The tram route is now part of Adelaide Metro bus route number 491.

The Gawler aerodrome is an airport serving the town of Gawler. It was built in 1941 and was used as a Royal Australian Air Force (RAAF) base, before now becoming the home of the Adelaide Soaring Club and the Gawler Airfield Squadron of the Australian Air League.

==Racing==
===Gawler & Barossa Jockey Club===
Horse racing began in Gawler in the 1840s, very early in the history of the town. A racecourse in the vicinity of Gawler South was soon established and the principal race of the state was held there in the latter part of the decade. It did not follow the circular layout that is almost universal in Australia but was straight: horses had to sprint to the end of the track, go around a post and race back to the winning post.

In the early 1880s, after a slump in racing, there was a revival and the present-day racecourse at Evanston was first used.

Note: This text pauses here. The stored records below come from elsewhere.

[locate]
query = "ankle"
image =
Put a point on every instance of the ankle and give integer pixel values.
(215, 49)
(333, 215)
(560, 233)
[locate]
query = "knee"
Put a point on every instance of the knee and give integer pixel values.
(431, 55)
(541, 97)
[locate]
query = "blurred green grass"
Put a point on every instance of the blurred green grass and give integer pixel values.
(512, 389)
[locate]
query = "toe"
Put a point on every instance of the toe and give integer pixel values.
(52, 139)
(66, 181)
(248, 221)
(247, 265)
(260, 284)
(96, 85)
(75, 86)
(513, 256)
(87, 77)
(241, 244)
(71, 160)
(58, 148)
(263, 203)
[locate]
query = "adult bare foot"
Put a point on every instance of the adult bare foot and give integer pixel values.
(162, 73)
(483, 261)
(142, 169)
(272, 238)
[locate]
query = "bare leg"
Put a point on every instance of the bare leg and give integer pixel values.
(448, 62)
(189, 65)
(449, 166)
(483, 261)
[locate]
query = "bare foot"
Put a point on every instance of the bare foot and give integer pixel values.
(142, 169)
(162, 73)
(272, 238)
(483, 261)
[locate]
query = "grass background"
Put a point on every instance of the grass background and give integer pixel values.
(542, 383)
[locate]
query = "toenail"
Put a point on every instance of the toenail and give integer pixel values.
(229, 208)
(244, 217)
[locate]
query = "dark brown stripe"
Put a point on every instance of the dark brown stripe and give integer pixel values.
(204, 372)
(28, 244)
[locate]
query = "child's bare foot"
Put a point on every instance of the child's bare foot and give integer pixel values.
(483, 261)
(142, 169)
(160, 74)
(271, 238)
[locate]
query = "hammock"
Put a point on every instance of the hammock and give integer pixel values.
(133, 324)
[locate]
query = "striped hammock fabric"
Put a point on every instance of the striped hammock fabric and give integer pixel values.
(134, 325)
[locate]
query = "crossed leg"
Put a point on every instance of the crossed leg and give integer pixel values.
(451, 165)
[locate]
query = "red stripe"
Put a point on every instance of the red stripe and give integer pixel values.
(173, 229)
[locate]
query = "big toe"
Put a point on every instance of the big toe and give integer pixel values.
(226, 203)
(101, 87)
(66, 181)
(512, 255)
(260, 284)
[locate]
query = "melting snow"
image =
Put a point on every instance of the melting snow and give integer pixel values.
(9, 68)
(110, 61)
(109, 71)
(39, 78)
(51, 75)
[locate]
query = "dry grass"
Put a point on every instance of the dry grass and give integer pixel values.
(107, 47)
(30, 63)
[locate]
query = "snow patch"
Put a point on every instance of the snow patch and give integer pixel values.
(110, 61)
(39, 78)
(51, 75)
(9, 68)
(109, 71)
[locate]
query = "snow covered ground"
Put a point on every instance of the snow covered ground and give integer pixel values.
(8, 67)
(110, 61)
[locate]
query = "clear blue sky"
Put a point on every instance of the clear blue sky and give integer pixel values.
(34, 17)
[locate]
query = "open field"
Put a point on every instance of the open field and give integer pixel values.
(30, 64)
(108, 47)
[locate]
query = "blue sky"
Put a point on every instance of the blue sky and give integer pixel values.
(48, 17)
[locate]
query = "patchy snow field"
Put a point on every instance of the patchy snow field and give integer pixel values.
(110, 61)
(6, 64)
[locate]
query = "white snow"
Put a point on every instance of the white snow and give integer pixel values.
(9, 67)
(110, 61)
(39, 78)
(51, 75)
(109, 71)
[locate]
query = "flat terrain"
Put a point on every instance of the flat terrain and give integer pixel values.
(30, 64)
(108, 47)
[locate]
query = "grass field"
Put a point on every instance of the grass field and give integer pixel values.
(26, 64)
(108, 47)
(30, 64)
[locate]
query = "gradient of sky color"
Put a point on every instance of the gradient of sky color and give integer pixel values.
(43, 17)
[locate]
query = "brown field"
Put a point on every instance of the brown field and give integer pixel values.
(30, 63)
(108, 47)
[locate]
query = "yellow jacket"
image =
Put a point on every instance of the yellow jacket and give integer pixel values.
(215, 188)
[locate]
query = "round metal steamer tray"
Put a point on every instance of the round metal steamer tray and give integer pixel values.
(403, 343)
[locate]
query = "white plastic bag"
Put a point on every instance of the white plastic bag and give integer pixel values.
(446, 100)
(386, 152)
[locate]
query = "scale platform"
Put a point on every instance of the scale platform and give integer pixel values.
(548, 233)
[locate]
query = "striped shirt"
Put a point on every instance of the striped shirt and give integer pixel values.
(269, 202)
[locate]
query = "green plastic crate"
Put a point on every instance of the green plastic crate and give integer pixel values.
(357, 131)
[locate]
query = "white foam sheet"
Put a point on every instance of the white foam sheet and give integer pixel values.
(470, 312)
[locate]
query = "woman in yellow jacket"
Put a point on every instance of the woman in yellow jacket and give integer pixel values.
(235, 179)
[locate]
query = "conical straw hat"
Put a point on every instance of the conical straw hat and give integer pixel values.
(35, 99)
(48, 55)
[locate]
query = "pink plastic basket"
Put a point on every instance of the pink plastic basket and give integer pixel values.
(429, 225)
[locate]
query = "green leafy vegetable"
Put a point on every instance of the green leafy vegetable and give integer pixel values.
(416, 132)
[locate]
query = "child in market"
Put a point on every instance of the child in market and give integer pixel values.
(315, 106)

The race club was inaugurated in 1883. In 1901, the racecourse was purchased for £1500.

During the Second World War, all race meetings were held in Adelaide, due mainly to a military camp being set up at Evanston.

Following some amalgamations with other clubs, the Gawler & Barossa Jockey Club was incorporated in 1971.

In 1992, the Controlling Body reduced the distribution of Totalisator Agency Board profits, which caused hardship to provincial and country clubs. In the late 1990s, the club was earmarked for closure; however, it persisted and it now describes itself as "progressive".

===Greyhounds===
The Gawler Greyhound Racing Club hold greyhound racing meetings at the Showgrounds on Nixon Terrace. The Club held its first meeting on 12 July 1971.
==Notable people==
- Simon Birmingham, politician
- Jack Bobridge, Australian Olympic cycling silver medallist 2012 and 2016
- Peter Brinkworth, inventor of chicken salt
- Lachlan Brook, football player for Brentford F.C
- Wes Carr, 2008 Australian Idol winner
- Leslie Duncan, politician
- Bruce Eastick, politician
- Cecil Hincks, politician
- Jed Kurzel, singer-songwriter, and film composer
- Justin Kurzel, film director
- Brenton Langbein, violinist, conductor, and composer
- Darren Lehmann, Australian cricketer
- Lyn Lillecrapp, Paralympic swimmer
- James Martin, industrialist, politician
- Riley McGree, football player for Middlesbrough, Socceroos representative
- John McKinlay, explorer and pastoralist
- Sonny Morey, football player for Central District Football Club – SA Hall of Fame 2023, National Aboriginal and Torres Strait Islander Sports Award winner (1986) and SANFL Indigenous Team of the Century member.
- Lisa Ondieki (formerly Martin), Long distance runner and Olympic silver medallist 1988 Marathon
- Angus Lippiatt, Glider pilot and activist. Well known for his local soaring accomplishments and activism for local users of the Gawler aerodrome.